Representación y poder
La cantidad de objetos que Bedoya nos presenta puede parecer a veces confusa, más aún cuando los
espacios de exhibición tienden a ponerlo todo en el mismo nivel. Esta idea surge más claramente en
la vitrina que compara tres versiones de un “huaco”. El primero parece un aríbalo mochica. El
segundo tiene la misma forma, pero está hecho de tela y lana. El tercero es una interpretación
moderna, pintada con diseños de color negro sobre la vasija de fondo blanco. ¿Arte o historia? ¿Qué
resulta de juntar sistemas de clasificación tan diferentes?

En “Historias de lo tribal y lo moderno”, James Clifford (1995) critica la exhibición del MoMA de
1984, que pretendió agrupar distintos artefactos indígenas bajo una misma categoría: la de “arte
primitivo”. El autor sostiene que el hecho de equiparar el arte indígena al moderno refuerza tanto el
proyecto modernista como la “otredad”, puesto que los objetos no-occidentales eran exhibidos
como joyas del pasado: atemporales, inmutables y anónimas. Aunque resulta interesante abordar
estos objetos desde otra mirada, el uso de categorías occidentales termina por exotizarlos aún más,
resaltando las diferencias en su propio sistema de clasificación, que es el de la historia del arte.

Pero la herencia del modernismo no termina en el llamado arte primitivo, sino que abarca también
lo que la historiadora de arte Mari Carmen Ramírez llama “lo fantástico”. Tal fue el caso de la
exposición Art of the fantastic: Latin America (1929-1987), en el Museo de Indianápolis, que hizo
eco de una supuesta mentalidad fantástica en toda América Latina, en contraste con aquellos países
que serían “modernos y racionales” (Ramírez, 1992).

Y es eso lo que más llama la atención entre la selección de libros y objetos que hace Bedoya en una
vitrina sobre arte peruano: puntas de lanza, caracoles de mar, un hipocampo, un viejo cuchillo y
algunas piezas dentales, descansan junto a un marciano de juguete y la portada del libro Y
conocimos gente de otros mundos, en referencia a las historias que rodean a las Líneas de Nasca y la
construcción de obras monumentales como Machu Picchu.
Tal parece que superar las limitaciones del museo modernista presenta grandes retos, y prescindir de
las categorías occidentales de conocimiento no siempre ha podido lograrse, menos aún cuando se ha
intentado representar a culturas no-occidentales. Pese a los esfuerzos por insertar la diversidad en
los museos de arte, acomodar perspectivas alternativas sigue siendo una empresa difícil.

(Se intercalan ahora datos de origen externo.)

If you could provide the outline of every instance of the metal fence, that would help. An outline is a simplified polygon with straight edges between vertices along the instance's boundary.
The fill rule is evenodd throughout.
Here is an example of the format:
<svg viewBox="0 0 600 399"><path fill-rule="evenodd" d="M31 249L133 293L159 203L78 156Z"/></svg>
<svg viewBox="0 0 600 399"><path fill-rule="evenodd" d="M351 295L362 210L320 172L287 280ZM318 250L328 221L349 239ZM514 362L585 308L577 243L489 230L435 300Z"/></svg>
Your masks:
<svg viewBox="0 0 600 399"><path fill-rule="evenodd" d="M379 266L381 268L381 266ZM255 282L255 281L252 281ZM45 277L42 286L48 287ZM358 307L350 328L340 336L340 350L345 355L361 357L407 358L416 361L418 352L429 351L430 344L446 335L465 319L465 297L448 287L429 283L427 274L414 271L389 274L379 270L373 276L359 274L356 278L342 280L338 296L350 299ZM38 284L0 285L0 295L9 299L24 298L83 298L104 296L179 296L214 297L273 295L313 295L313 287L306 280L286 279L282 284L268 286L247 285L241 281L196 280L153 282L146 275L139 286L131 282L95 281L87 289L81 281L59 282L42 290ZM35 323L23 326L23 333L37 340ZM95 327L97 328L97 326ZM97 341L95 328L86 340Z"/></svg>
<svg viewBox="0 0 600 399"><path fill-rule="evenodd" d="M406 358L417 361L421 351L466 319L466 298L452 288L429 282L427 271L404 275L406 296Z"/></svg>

La muestra del propio Bedoya es un ejercicio crítico, pero también nostálgico, cómplice de las
categorías que aún rigen el mundo del arte y de los museos. Las lecturas que nos propone con
irreverencia, a través del juego, están inmersas en el ritual contemplativo del museo moderno.

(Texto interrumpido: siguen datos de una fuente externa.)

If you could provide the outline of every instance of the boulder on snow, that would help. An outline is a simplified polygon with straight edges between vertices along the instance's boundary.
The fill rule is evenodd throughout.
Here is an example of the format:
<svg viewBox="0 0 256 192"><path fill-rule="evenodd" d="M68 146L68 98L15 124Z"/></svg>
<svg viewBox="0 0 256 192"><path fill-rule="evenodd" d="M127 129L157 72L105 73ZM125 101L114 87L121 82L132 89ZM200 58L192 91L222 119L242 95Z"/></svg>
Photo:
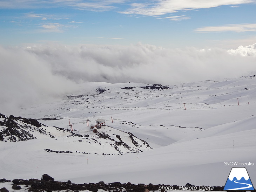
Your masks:
<svg viewBox="0 0 256 192"><path fill-rule="evenodd" d="M0 189L1 192L9 192L9 190L5 187L3 187Z"/></svg>
<svg viewBox="0 0 256 192"><path fill-rule="evenodd" d="M41 177L41 180L48 181L54 181L54 179L48 174L43 174Z"/></svg>
<svg viewBox="0 0 256 192"><path fill-rule="evenodd" d="M12 188L13 189L15 190L19 190L20 189L21 189L21 187L19 185L17 185L16 184L13 184L13 185L12 185Z"/></svg>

Para cualquier amante de los museos, es grato dejarse llevar por los caminos que sugiere el artista,
estableciendo conexiones entre los distintos objetos que nos muestra, encontrando referencias
conocidas y disfrutando el recorrido. Desde la antropología, en cambio, cabe preguntarnos si es
posible una mirada crítica del mandato del museo desde su corazón mismo, sin cuestionar las reglas
implícitas en su funcionamiento. En todo caso, antes que un cuestionamiento formal al modelo
occidental de museo, el de Bedoya es un repaso reflexivo de su historia, sus inconsistencias, pero
también sus cualidades y los retos que enfrenta.

Bibliografía

Clifford, James (1995). “Historias de lo tribal y lo moderno” en Dilemas de la cultura.

Gänger, Stefanie (2014). Relics of the Past. The collecting and study of Pre-Colombian Antiquities
in Peru and Chile, 1837-1911. Oxford: University Press.

Ramírez, Mari Carmen (1992). “Beyond ‘the fantastic’ Framing Identity in U.S. Exhibitions of
Latin American Art”, en Art Journal, Winter.